Quintino, que fora surpreendido no gabinete de trabalho com um tiro de raspão, que, por pouco, não lhe atingiu a cabeça, estava indignado com o servidor que inadvertidamente fizera o disparo.
- Manda-o entrar – ordenou o político.
- Doutor – roga o moço preso, em lágrimas -, perdoe o meu erro! Sou pai de dois filhos... Compadeça-se! Não tinha qualquer má intenção... Se o senhor me processar, que será de mim? Sua desculpa me livrará! Prometo não mais brincar com armas de fogo! Mudarei de bairro, não incomodarei o senhor...
O notável político, cioso da própria tranquilidade, respondeu:
- De modo algum. Mesmo que o seu ato tenha sido de mera imprudência, não ficará sem punição.
Percebendo que Bezerra se sentia mal, vendo-o assim encolerizado, considerou, à guisa de resposta indireta:
- Bezerra, eu não perdoo, definitivamente não perdoo...
Chamado nominalmente à questão, o amigo exclamou desapontado:
- Ah!... você não perdoa!
Sentindo-se intimamente desaprovado, Quintino Bocaiúva falou irritado:
- Não perdoo erro. E você acha que estou fora do meu direito?
O Dr. Bezerra cruzou os braços com humildade e respondeu:
- Meu amigo, você tem plenamente o direito de não perdoar, contanto que você não erre...
A observação penetrou Quintino Bocaiúva como um raio.
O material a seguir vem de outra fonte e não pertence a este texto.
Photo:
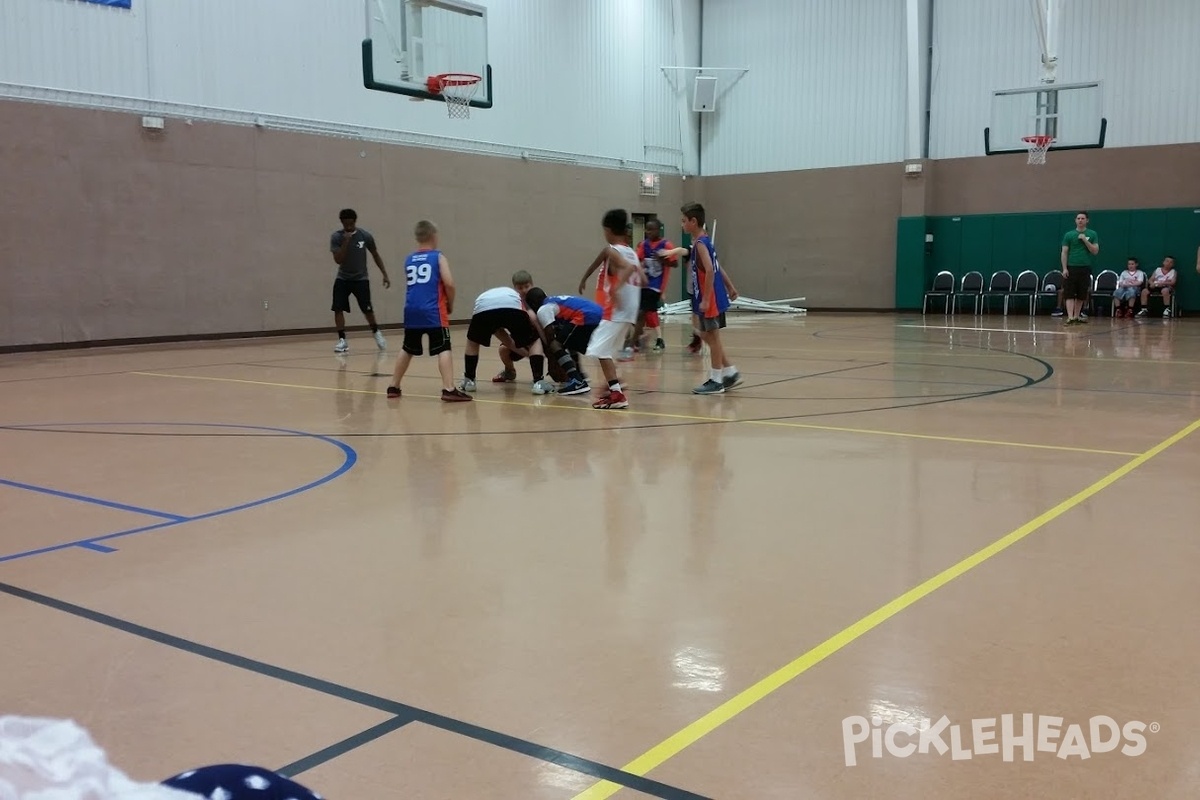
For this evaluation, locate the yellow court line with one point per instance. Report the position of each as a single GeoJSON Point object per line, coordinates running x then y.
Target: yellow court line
{"type": "Point", "coordinates": [672, 746]}
{"type": "Point", "coordinates": [690, 417]}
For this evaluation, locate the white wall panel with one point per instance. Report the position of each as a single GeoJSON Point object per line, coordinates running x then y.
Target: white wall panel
{"type": "Point", "coordinates": [1143, 50]}
{"type": "Point", "coordinates": [826, 85]}
{"type": "Point", "coordinates": [570, 76]}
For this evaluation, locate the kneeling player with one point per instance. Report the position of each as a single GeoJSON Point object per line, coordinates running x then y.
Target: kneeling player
{"type": "Point", "coordinates": [568, 323]}
{"type": "Point", "coordinates": [501, 313]}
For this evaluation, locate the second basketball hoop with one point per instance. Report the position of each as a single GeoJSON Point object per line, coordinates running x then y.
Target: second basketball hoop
{"type": "Point", "coordinates": [457, 89]}
{"type": "Point", "coordinates": [1038, 148]}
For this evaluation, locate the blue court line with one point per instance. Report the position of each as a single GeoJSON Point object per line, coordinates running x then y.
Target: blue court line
{"type": "Point", "coordinates": [100, 501]}
{"type": "Point", "coordinates": [99, 548]}
{"type": "Point", "coordinates": [93, 543]}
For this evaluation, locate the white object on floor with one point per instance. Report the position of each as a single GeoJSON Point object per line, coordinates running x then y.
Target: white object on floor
{"type": "Point", "coordinates": [58, 759]}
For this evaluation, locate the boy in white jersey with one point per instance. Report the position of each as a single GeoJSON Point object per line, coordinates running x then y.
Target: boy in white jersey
{"type": "Point", "coordinates": [502, 313]}
{"type": "Point", "coordinates": [1163, 282]}
{"type": "Point", "coordinates": [619, 294]}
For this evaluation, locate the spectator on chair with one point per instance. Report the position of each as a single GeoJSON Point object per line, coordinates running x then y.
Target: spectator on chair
{"type": "Point", "coordinates": [1162, 281]}
{"type": "Point", "coordinates": [1128, 288]}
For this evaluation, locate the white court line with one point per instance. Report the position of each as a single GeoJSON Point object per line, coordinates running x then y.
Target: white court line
{"type": "Point", "coordinates": [983, 330]}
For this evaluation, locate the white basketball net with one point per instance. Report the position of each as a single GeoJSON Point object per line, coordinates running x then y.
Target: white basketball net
{"type": "Point", "coordinates": [457, 90]}
{"type": "Point", "coordinates": [1038, 146]}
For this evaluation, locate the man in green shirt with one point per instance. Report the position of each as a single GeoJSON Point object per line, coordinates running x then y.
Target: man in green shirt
{"type": "Point", "coordinates": [1079, 251]}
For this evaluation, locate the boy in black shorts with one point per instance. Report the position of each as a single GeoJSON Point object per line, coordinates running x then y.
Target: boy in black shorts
{"type": "Point", "coordinates": [349, 246]}
{"type": "Point", "coordinates": [502, 313]}
{"type": "Point", "coordinates": [429, 301]}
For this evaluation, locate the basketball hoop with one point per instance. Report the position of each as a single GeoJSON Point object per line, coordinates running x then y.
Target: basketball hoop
{"type": "Point", "coordinates": [1038, 146]}
{"type": "Point", "coordinates": [457, 88]}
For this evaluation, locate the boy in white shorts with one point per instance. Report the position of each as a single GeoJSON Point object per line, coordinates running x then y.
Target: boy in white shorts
{"type": "Point", "coordinates": [619, 296]}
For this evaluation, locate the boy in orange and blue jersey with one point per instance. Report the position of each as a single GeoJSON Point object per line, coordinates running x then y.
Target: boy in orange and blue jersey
{"type": "Point", "coordinates": [714, 290]}
{"type": "Point", "coordinates": [429, 301]}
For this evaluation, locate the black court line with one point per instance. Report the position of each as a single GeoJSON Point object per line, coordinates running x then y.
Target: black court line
{"type": "Point", "coordinates": [337, 750]}
{"type": "Point", "coordinates": [402, 711]}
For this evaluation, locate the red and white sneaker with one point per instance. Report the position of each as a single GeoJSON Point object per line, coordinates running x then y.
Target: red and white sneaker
{"type": "Point", "coordinates": [612, 401]}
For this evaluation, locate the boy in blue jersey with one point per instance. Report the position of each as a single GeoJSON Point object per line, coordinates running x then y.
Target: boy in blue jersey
{"type": "Point", "coordinates": [429, 300]}
{"type": "Point", "coordinates": [655, 254]}
{"type": "Point", "coordinates": [712, 298]}
{"type": "Point", "coordinates": [567, 324]}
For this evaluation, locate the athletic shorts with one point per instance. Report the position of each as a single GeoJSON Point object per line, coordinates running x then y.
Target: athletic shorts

O grande político tomou um lenço, enxugou o suor que lhe caía em bagas, tornou à cor natural, e, após refletir alguns momentos, disse ao policial:
- Solte o homem. O caso está liquidado.
E para o moço que mostrava profundo agradecimento:
- Volte ao serviço hoje mesmo, e ajude na copa. Em seguida, lançou inteligente olhar para Bezerra, e continuou a conversação no ponto em que haviam ficado.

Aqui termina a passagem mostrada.